Jobstown trial told terrified Burton ‘ran for her life’ from protesters
Court told enraged crowd shouted names at former tánaiste such as ‘c**t’ and ‘bitch’
Former tánaiste Joan Burton said she was struck twice in the back of the neck when arriving for a graduation ceremony in Tallaght in November 2014. Photograph: Collins
The former Tánaiste and leader of the Labour Party, Joan Burton, has given evidence about being “terrified” and afraid for her life when trapped in garda vehicles surrounded by water charges protesters in Jobstown, Dublin in 2014.
Ms Burton told a trial in the Dublin Circuit Criminal Court that the three-hour ordeal was “very frightening” and that she and her then adviser Karen O’Connell were “very worried” about what might happen to them if the angry crowd had managed to open the car doors.
She was in the witness box on the first day of evidence in a trial where Solidarity TD Paul Murphy and six others, including two Solidarity councillors, are facing charges of the false imprisonment of the two women by restricting their liberty without their consent, at Fortunestown Road, Jobstown, Tallaght, Co Dublin, on November 15th, 2014.
Mr Murphy (34) of Kingswood Heights, Tallaght, has pleaded not guilty as have councillors Kieran Mahon (39), of Bolbrooke Grove, Tallaght, and Michael Murphy (53), of Whitechurch Way, Ballyboden, Dublin, and the other defendants Frank Donaghy (71), of Alpine Rise, Tallaght, Ken Purcell (50) of Kiltalown Green, Tallaght, Michael Banks (46), Brookfield Green, Tallaght, and Scott Masterson (34), of Carrigmore Drive, Tallaght.
Ms Burton told Sean Gillane SC, for the prosecution, that she had been invited to speak at a ceremony to mark the awarding of degrees and diplomas to people studying in association with the An Cosán continuing education centre in Jobstown, but that when walking in a procession from the centre to a nearby church, she had been hit on the back of the head twice by objects, one of them being a water balloon.
As she spoke in the church the number of protesters outside increased and she was advised to leave.
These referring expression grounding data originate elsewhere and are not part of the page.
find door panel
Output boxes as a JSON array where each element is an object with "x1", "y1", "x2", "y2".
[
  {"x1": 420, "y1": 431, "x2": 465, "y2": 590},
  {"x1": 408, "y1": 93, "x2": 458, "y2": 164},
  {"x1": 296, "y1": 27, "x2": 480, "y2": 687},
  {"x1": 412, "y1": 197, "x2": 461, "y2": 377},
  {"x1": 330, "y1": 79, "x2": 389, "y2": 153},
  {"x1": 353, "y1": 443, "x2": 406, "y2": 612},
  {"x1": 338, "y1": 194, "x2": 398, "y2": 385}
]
However when she and Ms O’Connell went out a side door to a waiting garda car, the protesters surrounded it so that it could not move.
People were shouting abuse, banging on the car, and throwing missiles, she said. The abuse was “the usual stuff, bitch, c**t,” derogatory names for women and for gardai. “Just everyday stuff, I suppose, in a way.”
One woman was banging on the car, wishing all sorts of stuff upon her, she said. “Illnesses, death. She was just beside herself with rage.”
At one stage she saw Paul Murphy. “He had a megaphone and he was speaking.” With all the noise she couldn’t hear what was being said.
“He looked pretty happy with himself, I have to say. He was smiling pretty broadly. He was the man with the megaphone.”
After about an hour they moved, on garda advice, to a garda jeep, having to run between two lines of gardaí while doing so. She began to worry that her left shoe was slipping off. “Quite frankly, I was terrified I was going to fall,” she said.
“I kept thinking if the crowd got us, where would we run to, and how would I run without my shoe?”
When they got to the jeep the two women were again surrounded, and ended up stuck in the jeep for another two hours. She saw Paul Murphy walk away in the company of a garda “and he actually looked very happy with himself, very self confident.”
After two hours, on garda advice, they left the jeep and ran to another two cars. They ran across some open ground, surrounded by gardaí.“I felt I was running for my life,” she said.
At times Ms Burton fought to suppress tears as she recalled the events. The court was crowded for her testimony and among those listening were her husband, Pat Carroll, and daughter Aoife.
Asked by Sean Guerin SC, for Paul Murphy, if she recalled hearing any political slogans on the day, she said she said heard Paul Murphy at one stage say “peaceful protest, or something like that”.
She is to continue to give evidence Friday.